In my experience, most of the developed countries that I’ve been to also have a “sticky ceiling” mainly populated by the upper classes. While that may sound logically and practically sound, what’s often forgotten is how that lends to gatekeeping and protectionism. It cuts off mobility and stagnates growth as those in the upper classes fear any downgrading of their lifestyle, the possibility of having to live with less and perhaps actually working as hard as the generations before them to keep it up. What we often forget is how we define words like “developed” and “civilized.” Yes, living in a developed part of the world feels like a luxury, but why should it? History plays a huge role here. Most of what is derived in “civilized” countries has come at the expense of the rest of the world.

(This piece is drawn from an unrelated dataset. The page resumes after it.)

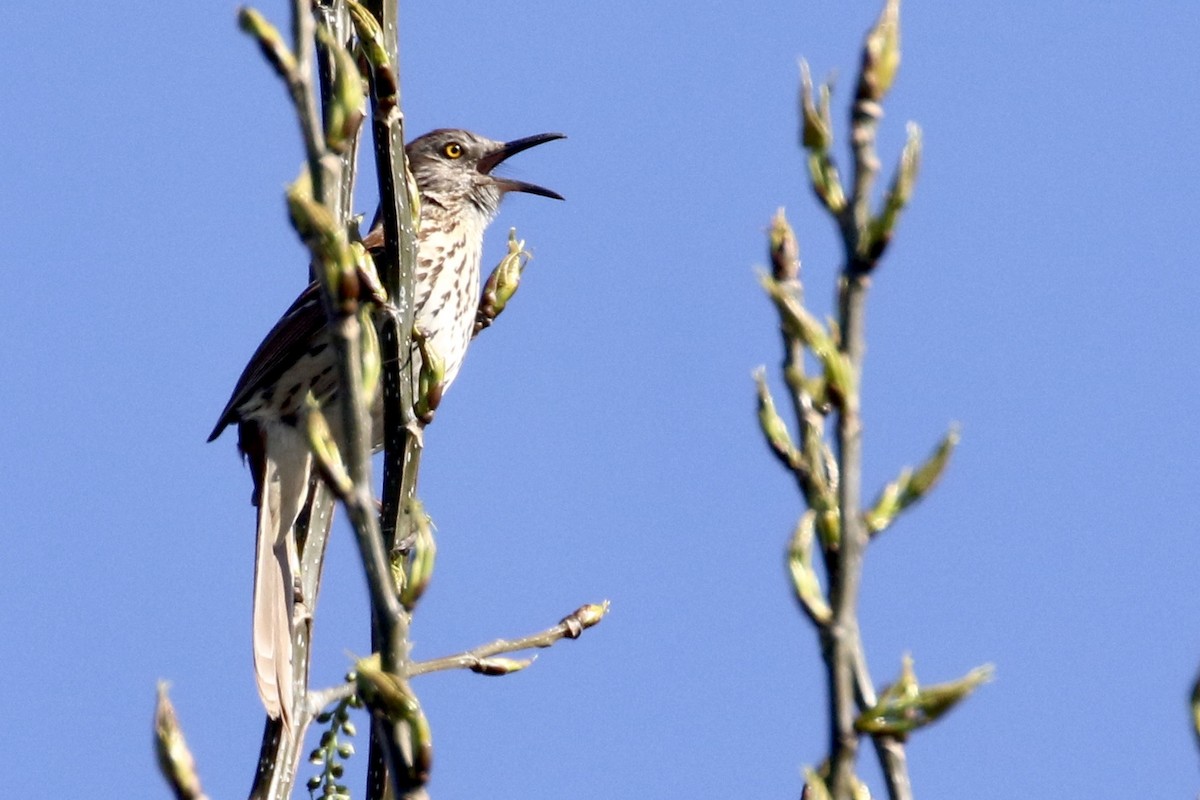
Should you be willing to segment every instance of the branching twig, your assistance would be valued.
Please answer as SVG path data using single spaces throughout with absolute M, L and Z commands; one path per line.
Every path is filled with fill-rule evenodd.
M 829 688 L 829 756 L 821 770 L 808 771 L 805 798 L 859 796 L 856 760 L 860 736 L 869 735 L 889 798 L 911 800 L 905 736 L 941 716 L 990 675 L 980 669 L 953 684 L 922 688 L 911 663 L 905 662 L 901 681 L 877 697 L 859 631 L 859 584 L 870 535 L 882 531 L 929 492 L 956 441 L 952 429 L 924 464 L 901 471 L 864 513 L 860 386 L 866 293 L 911 197 L 920 156 L 920 132 L 910 126 L 895 178 L 881 210 L 872 215 L 871 193 L 880 173 L 876 133 L 883 115 L 881 102 L 900 60 L 899 30 L 899 0 L 884 0 L 883 12 L 866 35 L 851 109 L 853 176 L 848 197 L 830 155 L 830 86 L 814 90 L 808 65 L 800 65 L 800 140 L 808 151 L 809 176 L 841 233 L 846 254 L 836 320 L 822 325 L 804 308 L 799 248 L 782 211 L 770 230 L 772 273 L 762 278 L 780 317 L 784 377 L 799 439 L 792 440 L 761 369 L 755 375 L 758 421 L 772 452 L 794 475 L 809 506 L 788 545 L 787 566 L 800 609 L 820 636 Z M 805 351 L 823 367 L 820 378 L 806 374 Z M 824 443 L 824 417 L 830 413 L 835 456 Z M 828 599 L 814 563 L 816 542 L 821 545 Z
M 548 627 L 540 633 L 522 637 L 520 639 L 497 639 L 490 644 L 484 644 L 474 650 L 458 652 L 452 656 L 431 658 L 428 661 L 415 661 L 408 668 L 409 676 L 424 675 L 431 672 L 445 669 L 470 669 L 484 674 L 508 674 L 516 669 L 506 668 L 512 664 L 488 663 L 492 656 L 505 652 L 520 652 L 534 648 L 548 648 L 560 639 L 577 639 L 587 628 L 592 627 L 608 613 L 608 601 L 602 603 L 590 603 L 577 608 L 571 614 L 564 616 L 558 625 Z M 520 663 L 520 662 L 518 662 Z M 526 662 L 523 666 L 526 666 Z M 503 669 L 503 672 L 500 672 Z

Where should the conversation even begin? Source: OECD

Sustainability has only become a relatively recent solution, an awakening that we cannot take our environment for granted. It’s not enough to just live off the past and hope that, with less effort and understanding, we live a life that we’re entitled to. It’s in everyone’s best interests to share commodities such as healthcare and education in order to pave the way for a more viable, shared future. There shouldn’t be a situation where someone with a medical background is forced to downgrade, especially when we’re thanking doctors for doing their jobs at such a demanding time. As individuals who have the privilege to vote and influence decisions, it all starts at the local level. Our collective conversation around immigration should be one of integration and policies need to reflect that. The conversation around nationalism shouldn’t just be about pride and purity, but about contribution. These aren’t novel ideas, just ones that stand out more as we tackle global issues like climate change and wealth inequality as a truly civilized species would. When the entire world is living through a pandemic, when we all talk about the benefits of a herd immunity — we should extend that into the conversation around inequality as well. At least that way, we’ll understand why its important for everyone (globally) to be healthy and educated, for our own good and not just within the boundaries of the countries we live in. A sense of belonging naturally comes to us when we all have common goals to achieve. Borders & political ideology are tribal — we must grow out of this to understand that these are imaginary lines drawn in our own minds.